Fantasmas dos escândalos

Bem mais complicada, porém, será a vida de Lula em um eventual segundo governo no Senado. A sua base já apertada, de 44 senadores, será ainda menor. No ano que vem, a base governista, na melhor das hipóteses, mantém os mesmos 44 senadores. Na pior, reduz-se para 39. O problema é que a melhor projeção para a oposição iguala os mesmos 44. Na pior, os oposicionistas elegem 36 nomes no Senado. O que complicará imensamente a vida do PT é que, desta vez, não deverá ser o PMDB a maior bancada. As projeções indicam que o PMDB cairá dos seus atuais 20 senadores para 17, no mínimo, e 18, no máximo. Enquanto isso, o PFL fará no mínimo 18 senadores e 20 senadores, no máximo. Como maior bancada, exigirá o comando do Senado, no que terá o apoio dos 13 a 16 novos senadores tucanos.

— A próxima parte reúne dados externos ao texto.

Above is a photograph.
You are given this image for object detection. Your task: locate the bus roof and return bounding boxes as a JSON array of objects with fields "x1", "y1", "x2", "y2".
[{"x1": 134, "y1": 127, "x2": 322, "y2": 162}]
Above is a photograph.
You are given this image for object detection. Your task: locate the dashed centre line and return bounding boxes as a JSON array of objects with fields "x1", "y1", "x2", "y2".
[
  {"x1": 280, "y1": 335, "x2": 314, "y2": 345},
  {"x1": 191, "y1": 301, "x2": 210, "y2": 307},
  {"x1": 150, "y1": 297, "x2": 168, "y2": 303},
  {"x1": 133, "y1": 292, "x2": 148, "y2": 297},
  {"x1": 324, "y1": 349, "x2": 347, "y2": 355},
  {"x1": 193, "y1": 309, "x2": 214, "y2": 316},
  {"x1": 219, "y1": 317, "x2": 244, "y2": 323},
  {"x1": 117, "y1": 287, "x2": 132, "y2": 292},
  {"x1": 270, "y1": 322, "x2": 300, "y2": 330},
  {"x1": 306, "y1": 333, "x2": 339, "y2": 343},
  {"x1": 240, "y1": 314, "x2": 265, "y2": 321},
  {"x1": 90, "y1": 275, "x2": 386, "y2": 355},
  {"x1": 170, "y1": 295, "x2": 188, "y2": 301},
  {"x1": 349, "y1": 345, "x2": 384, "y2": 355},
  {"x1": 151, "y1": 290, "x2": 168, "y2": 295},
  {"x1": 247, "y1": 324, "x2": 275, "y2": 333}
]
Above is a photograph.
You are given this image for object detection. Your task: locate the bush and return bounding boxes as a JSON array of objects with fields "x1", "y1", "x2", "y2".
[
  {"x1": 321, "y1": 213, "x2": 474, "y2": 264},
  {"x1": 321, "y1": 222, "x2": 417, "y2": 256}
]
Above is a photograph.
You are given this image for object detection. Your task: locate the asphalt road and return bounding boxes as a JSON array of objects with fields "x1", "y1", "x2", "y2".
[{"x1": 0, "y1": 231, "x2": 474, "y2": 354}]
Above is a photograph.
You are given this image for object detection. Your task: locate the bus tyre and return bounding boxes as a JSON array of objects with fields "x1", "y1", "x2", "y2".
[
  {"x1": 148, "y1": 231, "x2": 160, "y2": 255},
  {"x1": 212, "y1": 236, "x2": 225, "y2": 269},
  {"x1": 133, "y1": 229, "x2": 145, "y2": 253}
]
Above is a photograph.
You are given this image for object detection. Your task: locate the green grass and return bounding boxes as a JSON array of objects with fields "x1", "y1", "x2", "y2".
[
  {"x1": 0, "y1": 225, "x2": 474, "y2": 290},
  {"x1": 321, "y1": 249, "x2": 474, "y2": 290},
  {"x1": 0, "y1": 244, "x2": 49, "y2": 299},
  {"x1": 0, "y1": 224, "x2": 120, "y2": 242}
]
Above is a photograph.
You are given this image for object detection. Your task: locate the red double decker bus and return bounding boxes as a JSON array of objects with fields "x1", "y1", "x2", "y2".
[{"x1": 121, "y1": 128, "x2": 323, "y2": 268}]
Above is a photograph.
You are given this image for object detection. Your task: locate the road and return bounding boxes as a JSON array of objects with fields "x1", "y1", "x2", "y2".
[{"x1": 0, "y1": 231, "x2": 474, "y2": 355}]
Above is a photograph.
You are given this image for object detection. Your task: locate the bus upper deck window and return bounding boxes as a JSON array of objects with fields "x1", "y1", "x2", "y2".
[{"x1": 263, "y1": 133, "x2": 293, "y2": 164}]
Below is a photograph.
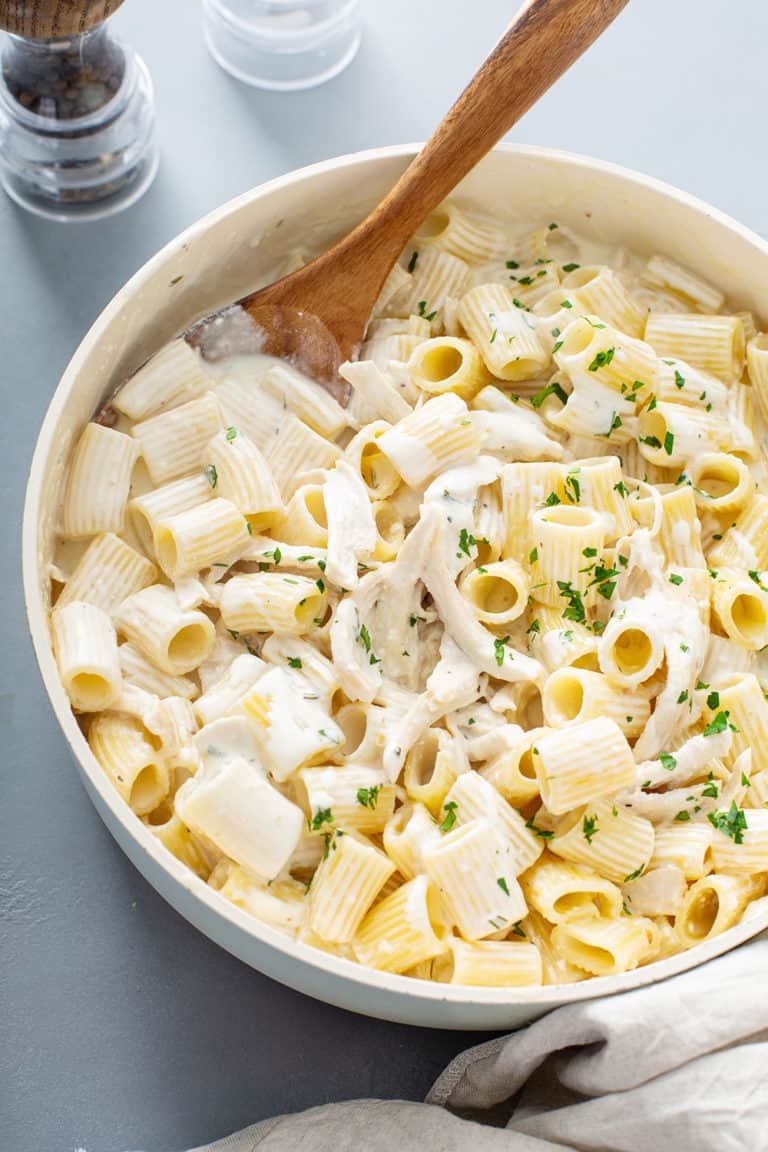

Quanto ao perfil do novo Congresso, nada parece apontar para que o eleitor tenha aprendido a lição dos escândalos. Muitos deputados se reelegerão. O Diap estima que a renovação ficará em torno de 50%. “Não haverá uma oxigenação da política com o surgimento de novos nomes. Em vez de uma renovação real, com gente que nunca participou da vida política, o que se virá, na maioria dos casos, é a eleição de políticos que já foram parlamentares ou estavam em outros cargos”, prevê Antônio Augusto de Queiroz, o Toninho do Diap. As pechas de folclórico, fisiológico e pouco ético poderão novamente caber para as novas Câmara e Senado. As projeções apontam que disputarão a condição de campeão de votos nas eleições deste ano o estilista Clodovil, candidato pelo PTC, e Paulo Maluf, do PP, ambos em São Paulo. Alguns nomes que estiveram no centro das denúncias deverão conseguir a eleição, como Valdemar Costa Neto, do PL, José Genoino, João Paulo Cunha e Antônio Palocci, do PT, todos de São Paulo. E o irmão de Genoino, José Nobre Guimarães, envolvido no escândalo do dólar na cueca, pelo PT do Ceará. Ou beneficiários indiretos, como Cristina Brasil (PTB-RJ), filha de Roberto Jefferson. Não se pode dizer, porém, que o combate à corrupção tenha sido totalmente em vão. Os nomes mais identificados com a apuração das denúncias no Congresso também deverão ter a sua reeleição garantida. Casos de Fernando Gabeira (PV-RJ) e Júlio Delgado (PSB-MG).